Science at work 18 August 2020
Herbarium digitization is paving the way for the use of artificial intelligence to characterize the development of hundreds of thousands of plant species identified throughout the world. Analysis of this data could help to create a model to anticipate climate change. A partnership involving CIRAD has just laid the foundations for this approach, which will require IT infrastructure and the development of genuinely interdisciplinary collaborations if it is to succeed.
An example of a herbarium specimen. The brightly coloured areas show the reproductive structures. Being clearly isolated, they are likely to be successfully annotated by machine learning algorithms © CIRA

For centuries, every new plant discovered has been systematically catalogued in herbaria.
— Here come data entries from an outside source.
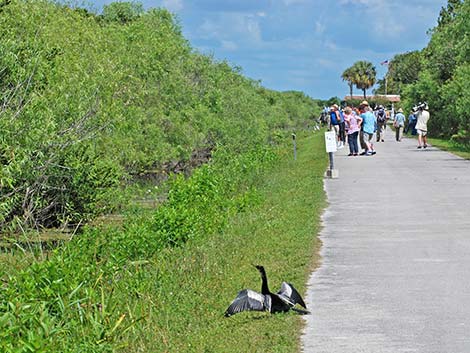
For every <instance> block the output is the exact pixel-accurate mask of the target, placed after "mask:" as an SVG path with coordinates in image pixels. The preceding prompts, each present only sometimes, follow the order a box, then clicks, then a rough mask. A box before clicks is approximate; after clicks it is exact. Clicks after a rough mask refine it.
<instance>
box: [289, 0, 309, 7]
mask: <svg viewBox="0 0 470 353" xmlns="http://www.w3.org/2000/svg"><path fill="white" fill-rule="evenodd" d="M283 3H284V5H286V6H290V5H295V4H304V3H307V0H283Z"/></svg>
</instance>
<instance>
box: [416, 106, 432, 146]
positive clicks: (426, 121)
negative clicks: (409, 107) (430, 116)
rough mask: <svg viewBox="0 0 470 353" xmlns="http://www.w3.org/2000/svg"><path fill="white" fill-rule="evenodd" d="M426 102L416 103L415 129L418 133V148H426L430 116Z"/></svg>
mask: <svg viewBox="0 0 470 353" xmlns="http://www.w3.org/2000/svg"><path fill="white" fill-rule="evenodd" d="M428 109H429V108H428V104H427V103H426V102H424V103H420V104H418V113H417V114H416V118H417V121H416V131H417V133H418V148H421V147H423V148H426V147H428V145H427V134H428V120H429V117H430V114H429V111H428Z"/></svg>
Today, several million specimens representative of almost 400 000 plant species are thus archived in several thousand herbaria . The ongoing digitization of these naturalist catalogues is gradually transforming them into modern research tools.It is now possible to invest in artificial intelligence approaches to automatically identify digitized specimens and to extract data such as the presence and number of buds, flowers and fruits” , says Pierre Bonnet, a botanist at CIRAD. This information can be used in particular to study the phenology of plants, in other words the dynamics of their development according to seasonal climate variations. “With access to all known herbaria, we could obtain data across very large geographical and temporal scales, which would enable us to develop phenological models capable of predicting plant behaviour in response to current climate change” . These models could help our society, especially agriculture, to adapt to climate warming.
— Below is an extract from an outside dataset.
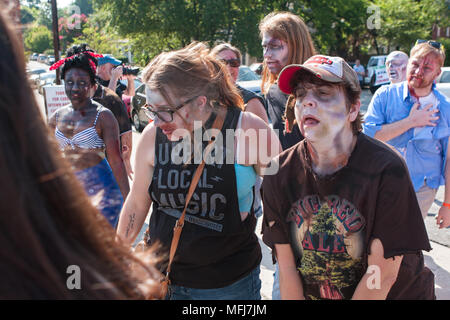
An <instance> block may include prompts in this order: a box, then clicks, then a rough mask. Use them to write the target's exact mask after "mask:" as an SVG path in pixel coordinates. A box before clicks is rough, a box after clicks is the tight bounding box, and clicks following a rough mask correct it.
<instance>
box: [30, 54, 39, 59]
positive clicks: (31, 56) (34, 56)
mask: <svg viewBox="0 0 450 320" xmlns="http://www.w3.org/2000/svg"><path fill="white" fill-rule="evenodd" d="M38 56H39V54H37V53H36V52H33V53H32V54H31V55H30V61H36V60H37V58H38Z"/></svg>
Towards dedicated infrastructure

“With this goal in mind, along with INRIA and our US partners we have just proposed a methodological approach based on machine learning , and more specifically on deep learning . This set of IT and statistical techniques can be used to automate the classification and analysis of vast datasets, in particular visual data , says Pierre Bonnet. But this type of approach requires IT infrastructure to host and provide access to these large volumes of data, comprised in particular of high resolution images. Analysis of these images also requires processors that are specifically designed for graphic data processing. At present, there are no such storage platforms dedicated to the application of machine learning to the fields of biology in general and to botany in particular, and most computing centres are currently equipped with processors that are not suitable for graphic data processing. To address this problem, it is essential that supranational organizations or institutions establish lasting cyberinfrastructure of this type to process and host research data.
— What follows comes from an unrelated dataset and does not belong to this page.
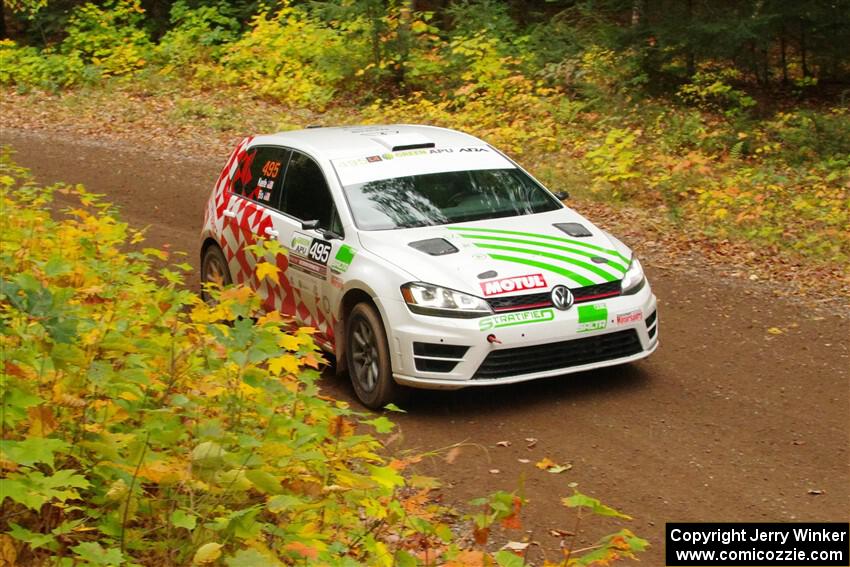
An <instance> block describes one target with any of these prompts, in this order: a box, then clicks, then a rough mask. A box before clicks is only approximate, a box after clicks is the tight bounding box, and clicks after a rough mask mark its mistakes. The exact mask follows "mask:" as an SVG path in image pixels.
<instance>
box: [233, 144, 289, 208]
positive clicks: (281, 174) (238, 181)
mask: <svg viewBox="0 0 850 567" xmlns="http://www.w3.org/2000/svg"><path fill="white" fill-rule="evenodd" d="M291 154H292V151H291V150H287V149H285V148H277V147H272V146H260V147H257V148H252V149H250V150H248V151H247V152H245V156H244V157H243V158H242V161H241V162H240V164H239V167H238V168H237V169H236V173H235V174H234V175H233V185H232V187H233V189H232V190H233V192H234V193H236V194H237V195H241V196H243V197H245V198H246V199H251V200H252V201H255V202H257V203H260V204H261V205H266V206H268V207H271V208H273V209H278V210H279V209H280V196H281V188H282V187H283V175H284V172H285V171H286V164H287V162H288V161H289V156H290V155H291Z"/></svg>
An interdisciplinary workflow

Beyond the development of infrastructure, this ambitious long-term project also needs to bring together actors with the ability to make the information found in herbaria useable. “Close interdisciplinary collaboration between herbarium curators, botanists, ecologists and researchers in computer science is essential in order to develop and refine algorithms capable of leveraging digital collections” , says Pierre Bonnet. Although feasibility tests have already been conducted on a small number of species archived in virtual herbaria, there are still many challenges ahead. “Herbarium samples were not designed to be digitized and analysed using automated approaches” . Financing research projects that combine botany and information science could encourage specialists in artificial intelligence (AI) to address these problems. Their resolution will also have significant repercussions in other fields of application for AI.

Supporting herbaria digitization

Finally, to ensure this project has a global reach, botanists need to have access to a maximum number of plant specimens. In the Western world, private and public initiatives have enabled the digitization of millions of specimens. But numerous collections, especially in tropical regions where the flora is rich, have still not been digitized due to a lack of resources. “These herbaria are irreplaceable witnesses of the past” , insists Pierre Bonnet. Their digitization is a huge task , but in addition to feeding machine learning algorithms, these efforts will also help to protect the herbaria, to increase their use and guarantee the transmission to future generations of this wealth of information on plant biodiversity.